So I had envisioned keeping a very detailed account of our trip. I really appreciated reading other patients HSCT stories. Now I'm just really impressed anyone got anything written ever. Seriously, yesterday's post took me two days, 50,000 backspaces, heavy re-writing, and it was still not what I had wanted it to be.
Shane went out to get some dinner for us. My appetite has been a little more voracious since the steroids, after the chemo, so I'm trying to keep up and maybe store up some reserves for the nest trip. Once we were discharged I felt a little uncertain being away from the doctors' constant care. We were told to take my temperature twice a day, and if it ever got to 101.4 go straight to the ER and page Dr.Burt. Easy enough. Until the first day it climbed to 99.1. Then the next night 99.6.
Was this ok? does it mean we should go in? We didn't know. Finally I found some other patient stories, and yes it was ok. Just means things are working. But if your get to 101.4 , head in. I don't know what that would indicate but I know they would take care of it. It would have been nice to know 'Hey, your temp is going to fluctuate a lot but that's ok.' I guess that part got left out. While I am documenting 'things I wish they'd told me', let's just add a few more.
Like ' Hey here is some anti-nausea medication. Take it every eight hours when you need it.'
It should also have included "but be warned, it is also a killer constipant."
And when we finally arrived at that realization, along with the bottle of magnesium citrate to remedy the situation, a little note attached to the side saying ' Take tiny sips. Do not guzzle the fizzy syrup like s soda pop'. would also have been appreciated by some patients.

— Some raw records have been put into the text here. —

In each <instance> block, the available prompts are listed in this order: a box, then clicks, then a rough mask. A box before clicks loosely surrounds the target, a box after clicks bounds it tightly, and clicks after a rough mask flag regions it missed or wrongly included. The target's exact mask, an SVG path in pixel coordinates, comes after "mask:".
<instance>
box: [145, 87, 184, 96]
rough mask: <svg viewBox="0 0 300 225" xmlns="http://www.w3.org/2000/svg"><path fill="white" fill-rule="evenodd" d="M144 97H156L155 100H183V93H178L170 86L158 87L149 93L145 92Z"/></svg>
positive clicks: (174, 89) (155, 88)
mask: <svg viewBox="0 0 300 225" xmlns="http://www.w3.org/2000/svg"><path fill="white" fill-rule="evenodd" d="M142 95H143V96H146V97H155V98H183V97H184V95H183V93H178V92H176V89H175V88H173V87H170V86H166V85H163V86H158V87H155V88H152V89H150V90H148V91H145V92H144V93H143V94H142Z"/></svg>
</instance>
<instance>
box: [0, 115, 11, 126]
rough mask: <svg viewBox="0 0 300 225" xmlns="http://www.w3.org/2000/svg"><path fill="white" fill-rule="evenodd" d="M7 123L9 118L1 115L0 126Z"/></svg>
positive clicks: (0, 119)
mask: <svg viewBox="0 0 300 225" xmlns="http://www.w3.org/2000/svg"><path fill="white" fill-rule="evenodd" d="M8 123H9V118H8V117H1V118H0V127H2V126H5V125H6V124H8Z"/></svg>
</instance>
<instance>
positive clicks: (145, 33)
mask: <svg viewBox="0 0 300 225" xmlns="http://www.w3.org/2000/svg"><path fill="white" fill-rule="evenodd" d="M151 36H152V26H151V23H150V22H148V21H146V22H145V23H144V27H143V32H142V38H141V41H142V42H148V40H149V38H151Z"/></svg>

I feel like I'm complaining a lot. But if this is going to be useful, it also has to be honest. And I wish I had read my story before I came. I would have also brought some books. We watched a bit of the election coverage. And now some of the post election coverage. It was mildly entertaining to see the media so flummoxed by the results, scratching their heads asking 'how did we not see this?'
No one mentioned dry mouth as a freebie. Yet the gift is here. Taking sips of water helps for a second, but I need to sleep. Because I need to get up in five hours. And because I'm tired. But it feels like I have the Sahara desert in my throat. I asked on the forum for suggestions and someone said there is a lozenge in stores, so we will/Shane will track some down tomorrow and at least daytime will be tolerable. I tried turning the shower on to add moisture. I tried breathing with my head under the covers, which only added to the feeling of suffocation. I had already turned off the air/fan which I like to blot out the sirens and street noise at night. So instead I'm up and writing.
There was a protest rally not far from us earlier tonight and the police cars were whizzing back and forth for a long while. But I'm pretty sure everyone has gone home now as it is calmed down, As far as I know no one was shot but we'll have to wait to read the news tomorrow to be sure. Seattle held its own rally too. Three people were shot, but I think they were not part of the rally and it said they were taken to the hospital. So hopefully that is a good sign Again, we'll have to see what the news says tomorrow.
Next day, four hours of sleep later.
On a bright note, I have not experienced the excruciating bone pain that can accompany the stem cell migration. So I am thankful for that. Another patient warned the painkiller they send you home with to treat it makes some people feel pretty weird, so Extra Strength Tylenol it is. It's nice to know. And be prepared.
Shane is done with work for the day. Hooray! So now we can have dinner and I can freak out and tell him all my anxieties around tomorrow. And get to bed early, hopefully. So I can get to my day long appointment hooked up to the apheresis machine and a bed pan. They say the chair for the patients are quite comfortable, but no so much for the guest. Shane might want to come and go throughout the day. And word is, they don't serve lunch. Which is an awful situation for me But Shane can get us lunch and we can have lunch together. And then maybe he can put up and details about the day. I'm hoping to be catching up on sleep. Pray they get all the stem cells they need tomorrow, or we will have to go back the next day to get more.